I swear, it feels like the boys just fuse for every problem, not realising it doesn't solve the situation.
edited 22nd Aug '15 11:05:50 PM by LOLypop1224
The *Legendary* Super Saiyan is motivated by a crying infant! He is a literal giant f***ing baby!

Gohan showed a reluctance to fight when Piccolo tried to train him and after he got over that, when Nappa and Vegeta touched down. Once he finally gets used to fighting, his fights are still exclusively alongside friends or in rage at friends getting hurt. Freezing up when suddenly along against Cell isn't that strange. It's not really defensible because he should have just sucked it up and fought like everyone's lives depended on it, but it is understandable and consistent.
As pointed out on this thread already by someone who thinks more about these things than me, Gohan beating Cell, rather than Goku or Trunks, or maybe even Piccolo, doesn't make a whole lot of sense anyway.
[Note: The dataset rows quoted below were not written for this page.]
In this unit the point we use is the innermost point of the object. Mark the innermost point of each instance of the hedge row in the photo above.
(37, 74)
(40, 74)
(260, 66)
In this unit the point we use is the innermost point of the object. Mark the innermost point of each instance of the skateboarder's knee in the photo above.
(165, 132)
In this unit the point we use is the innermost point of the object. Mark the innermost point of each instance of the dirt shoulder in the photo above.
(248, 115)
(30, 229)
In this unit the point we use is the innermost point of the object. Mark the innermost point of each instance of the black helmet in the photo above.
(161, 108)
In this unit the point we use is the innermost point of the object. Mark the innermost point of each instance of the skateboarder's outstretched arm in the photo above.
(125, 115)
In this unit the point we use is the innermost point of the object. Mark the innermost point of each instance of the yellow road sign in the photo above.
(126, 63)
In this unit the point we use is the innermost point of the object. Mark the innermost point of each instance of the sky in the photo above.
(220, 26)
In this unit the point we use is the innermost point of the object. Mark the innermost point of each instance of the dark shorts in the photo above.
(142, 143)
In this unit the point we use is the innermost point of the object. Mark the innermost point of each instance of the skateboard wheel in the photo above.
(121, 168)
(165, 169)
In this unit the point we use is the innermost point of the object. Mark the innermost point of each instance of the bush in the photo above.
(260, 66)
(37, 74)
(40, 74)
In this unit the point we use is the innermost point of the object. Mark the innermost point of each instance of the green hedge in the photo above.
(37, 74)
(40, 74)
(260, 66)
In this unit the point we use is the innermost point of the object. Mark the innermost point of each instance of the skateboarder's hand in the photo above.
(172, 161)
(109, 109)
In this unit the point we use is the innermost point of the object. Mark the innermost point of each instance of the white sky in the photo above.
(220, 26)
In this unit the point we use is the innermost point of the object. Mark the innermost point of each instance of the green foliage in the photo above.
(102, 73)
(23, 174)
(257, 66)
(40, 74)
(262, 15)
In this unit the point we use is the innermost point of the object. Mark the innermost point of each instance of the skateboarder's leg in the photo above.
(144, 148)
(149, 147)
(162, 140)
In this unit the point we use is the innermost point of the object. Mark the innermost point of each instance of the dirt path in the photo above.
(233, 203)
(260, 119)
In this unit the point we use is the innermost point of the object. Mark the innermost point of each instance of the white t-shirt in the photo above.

Even with Vegeta, it would have been him cleaning up his own mess but Trunks is the one who came back in time to learn how to beat androids in the first place and was technically already killed by Cell in a timeline where he didn't beat them that way. Goku was the one whose death he came back to prevent to change the timeline. Wasn't Piccolo, who willingly did away with the dragon balls to become whole again either.
Gohan's the one who actually survived when everyone else died, trained for years, had nothing to show for it and died unceremoniously. Why he ends up beating Cell in a timeline where everyone else doesn't died and thus should be under less pressure (it still exists, but he's not truly alone) really isn't consistent, especially when he contributed so little against the androids that showed up before Cell anyway.
Gohan gets built up when Raditz comes, continues to be built up until Freeza reaches his final form, then just falls into the background until suddenly it's time to build him up again! I don't agree with the idea humansPiccolo should suddenly find a way to keep up with Majin Buu\Saiyans but when I think about the Gohan thing I do understand where fans come from.